Tag: songwriting-philosophy

  • Musical Snapshots

    Recently I’ve been developing a concept I’m calling the musical snapshot.

    The idea is this: whatever I play or compose or improvise in a given moment is an expression of what I’m feeling at that time – some instinct, some inspiration, some emotion I may not even be fully aware of. I couldn’t have played or composed that particular idea at any other time, in a different place or state of mind. So any piece of music I write is essentially a snapshot of my creative and emotional state at the moment it was made.

    Of course there are other factors. The environment plays a role – the people around me, the conversations happening nearby, the ambient noise or quiet outside. What I’ve been practicing or listening to at the time makes its way in. So many things influence the expression, both consciously and subconsciously. But the core idea holds: the music captures something true about that moment, whether I understood it at the time or not.

    This means that returning to any musical idea is like time traveling. There’s a time capsule waiting – a connection back to a past version of myself, back to wherever I was, whatever I was feeling. When I listen back to an old voice memo or an old recording, I’m hearing something that past me left behind. And when I write about it now, I’m entering into a kind of conversation between that past self and whoever I am today – with hindsight, perspective, and hopefully a bit more understanding than I had in the moment.

    I arrived at this idea while thinking about the storytelling potential of a live set.

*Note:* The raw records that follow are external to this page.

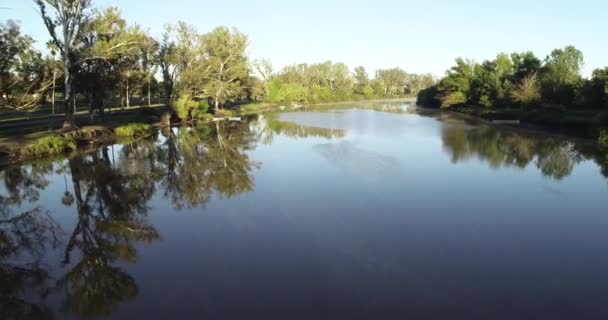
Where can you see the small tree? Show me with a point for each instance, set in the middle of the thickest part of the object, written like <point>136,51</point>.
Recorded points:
<point>226,64</point>
<point>69,18</point>
<point>527,92</point>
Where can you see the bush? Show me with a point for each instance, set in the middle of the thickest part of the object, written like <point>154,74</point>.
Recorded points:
<point>603,140</point>
<point>188,109</point>
<point>429,97</point>
<point>133,130</point>
<point>165,119</point>
<point>602,119</point>
<point>224,113</point>
<point>50,145</point>
<point>206,117</point>
<point>453,99</point>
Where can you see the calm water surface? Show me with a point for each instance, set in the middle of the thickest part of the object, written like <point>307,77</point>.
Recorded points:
<point>368,211</point>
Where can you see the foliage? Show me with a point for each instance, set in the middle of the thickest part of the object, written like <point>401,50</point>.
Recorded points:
<point>133,130</point>
<point>520,79</point>
<point>225,113</point>
<point>561,74</point>
<point>453,99</point>
<point>528,91</point>
<point>23,73</point>
<point>65,24</point>
<point>50,145</point>
<point>603,139</point>
<point>188,108</point>
<point>226,64</point>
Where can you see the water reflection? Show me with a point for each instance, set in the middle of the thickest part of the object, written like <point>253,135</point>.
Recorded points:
<point>554,156</point>
<point>107,194</point>
<point>110,189</point>
<point>25,279</point>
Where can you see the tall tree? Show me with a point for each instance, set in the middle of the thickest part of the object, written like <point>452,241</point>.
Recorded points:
<point>561,75</point>
<point>361,79</point>
<point>226,64</point>
<point>68,17</point>
<point>23,76</point>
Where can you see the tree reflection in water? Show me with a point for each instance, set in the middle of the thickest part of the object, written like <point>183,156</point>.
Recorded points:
<point>109,190</point>
<point>554,156</point>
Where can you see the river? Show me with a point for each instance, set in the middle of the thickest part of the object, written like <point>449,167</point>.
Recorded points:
<point>370,210</point>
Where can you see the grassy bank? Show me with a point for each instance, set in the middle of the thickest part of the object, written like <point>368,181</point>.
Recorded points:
<point>260,107</point>
<point>586,123</point>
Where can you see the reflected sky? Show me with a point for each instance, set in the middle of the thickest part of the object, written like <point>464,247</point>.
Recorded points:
<point>367,211</point>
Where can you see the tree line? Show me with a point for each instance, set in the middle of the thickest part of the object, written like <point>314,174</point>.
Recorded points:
<point>97,56</point>
<point>521,80</point>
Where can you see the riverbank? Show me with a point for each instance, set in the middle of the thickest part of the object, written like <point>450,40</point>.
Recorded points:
<point>40,138</point>
<point>584,123</point>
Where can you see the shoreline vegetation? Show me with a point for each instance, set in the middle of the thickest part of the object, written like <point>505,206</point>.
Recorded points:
<point>99,67</point>
<point>548,93</point>
<point>43,144</point>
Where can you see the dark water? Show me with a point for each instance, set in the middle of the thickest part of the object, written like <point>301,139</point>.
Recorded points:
<point>345,214</point>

I started arranging my songs not just alphabetically or by project or theme, but by the period of life they describe. I’ve written enough songs now that many different periods of my life can be told in song – different places I’ve lived, relationships I’ve been in, periods of travel, periods of staying still. Looking at them this way I started to see stages my life, with certain chapters more fully written than others. My childhood, for instance, is a notable gap – only recently have a couple of songs started to cover that territory.

    While thinking about performing songs in biographical order, I started to think about the fact I’m most always most excited about my newest song (finished or in progress) – and I landed on this idea that the newest ideas are closest to who I am and where I’m at at any given time. If I wanted to give an audience the most present and authentic version of myself, I should open with my newest song.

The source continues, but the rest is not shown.